Theis holds a doctorate in physics and computer science, and one thing about him stands out in particular: He is incredibly enthusiastic about his work. During his lectures, he juggles figures and formulas that would make the average person’s head spin. And expert audiences, whether at Harvard University in the U.S. or in Hanover, Germany, value his expertise very highly. This is because Theis and his team have already developed numerous methods that make it possible to efficiently trawl through mountains of data in search of the latest findings.
His colleague Niklas Köhler, for example, is working on methods for searching through thousands of medical images of the ocular fundus for signs of diseased retinal tissue in order to prevent patients from losing their sight. And Alexander Wolf is mapping the development of stem cells in an organism with the help of big data analytics.
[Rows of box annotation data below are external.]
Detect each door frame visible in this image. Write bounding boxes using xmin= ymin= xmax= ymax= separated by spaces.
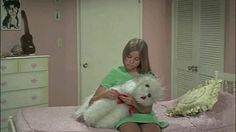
xmin=76 ymin=0 xmax=143 ymax=105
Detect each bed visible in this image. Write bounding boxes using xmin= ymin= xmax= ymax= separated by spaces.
xmin=8 ymin=71 xmax=235 ymax=132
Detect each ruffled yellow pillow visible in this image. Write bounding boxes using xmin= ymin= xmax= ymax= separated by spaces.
xmin=166 ymin=80 xmax=223 ymax=116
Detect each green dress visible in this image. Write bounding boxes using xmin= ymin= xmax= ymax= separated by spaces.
xmin=101 ymin=66 xmax=169 ymax=129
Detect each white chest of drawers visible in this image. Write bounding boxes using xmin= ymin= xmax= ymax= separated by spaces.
xmin=1 ymin=55 xmax=48 ymax=132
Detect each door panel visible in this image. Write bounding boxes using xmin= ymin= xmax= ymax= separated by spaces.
xmin=79 ymin=0 xmax=142 ymax=101
xmin=172 ymin=0 xmax=224 ymax=98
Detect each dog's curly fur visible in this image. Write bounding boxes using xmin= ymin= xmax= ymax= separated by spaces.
xmin=75 ymin=74 xmax=162 ymax=128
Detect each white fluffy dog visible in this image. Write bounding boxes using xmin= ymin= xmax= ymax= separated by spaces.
xmin=75 ymin=74 xmax=162 ymax=128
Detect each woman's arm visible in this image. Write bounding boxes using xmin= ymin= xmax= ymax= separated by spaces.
xmin=89 ymin=86 xmax=119 ymax=105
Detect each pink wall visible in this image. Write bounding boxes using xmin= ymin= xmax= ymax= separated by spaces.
xmin=1 ymin=0 xmax=235 ymax=106
xmin=1 ymin=0 xmax=77 ymax=106
xmin=225 ymin=0 xmax=235 ymax=73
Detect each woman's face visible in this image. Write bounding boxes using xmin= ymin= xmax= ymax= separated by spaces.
xmin=124 ymin=51 xmax=140 ymax=71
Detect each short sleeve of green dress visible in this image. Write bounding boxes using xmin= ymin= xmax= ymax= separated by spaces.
xmin=101 ymin=66 xmax=168 ymax=129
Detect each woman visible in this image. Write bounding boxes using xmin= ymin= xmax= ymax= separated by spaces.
xmin=90 ymin=38 xmax=168 ymax=132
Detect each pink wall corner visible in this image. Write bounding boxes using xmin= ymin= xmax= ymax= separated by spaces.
xmin=224 ymin=0 xmax=235 ymax=73
xmin=143 ymin=0 xmax=171 ymax=100
xmin=1 ymin=0 xmax=77 ymax=106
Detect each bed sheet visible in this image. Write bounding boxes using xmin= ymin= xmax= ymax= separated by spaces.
xmin=14 ymin=94 xmax=235 ymax=132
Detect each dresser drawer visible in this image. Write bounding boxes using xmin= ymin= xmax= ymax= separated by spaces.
xmin=18 ymin=58 xmax=48 ymax=72
xmin=1 ymin=60 xmax=18 ymax=74
xmin=1 ymin=71 xmax=48 ymax=92
xmin=1 ymin=104 xmax=48 ymax=128
xmin=1 ymin=87 xmax=48 ymax=110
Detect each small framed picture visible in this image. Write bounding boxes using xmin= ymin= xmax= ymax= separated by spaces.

Teaching machines to learn
Theis carries out his work using machine learning, a method applied in the field of artificial intelligence. While computer programs that enable machines to learn from data have existed since the 1960s, a type of algorithm known as artificial neural networks has seen a revival in recent years. Thanks to the increase in their computing power, modern computers can work with software that is significantly more complex. Today’s neural networks sort and categorize characteristics on a number of hierarchical levels and “learn” from their experiences. This method is referred to as "deep learning" due to the numerous levels of learning involved. Deep learning enables neural networks to independently grasp the concepts underlying biological processes, for example.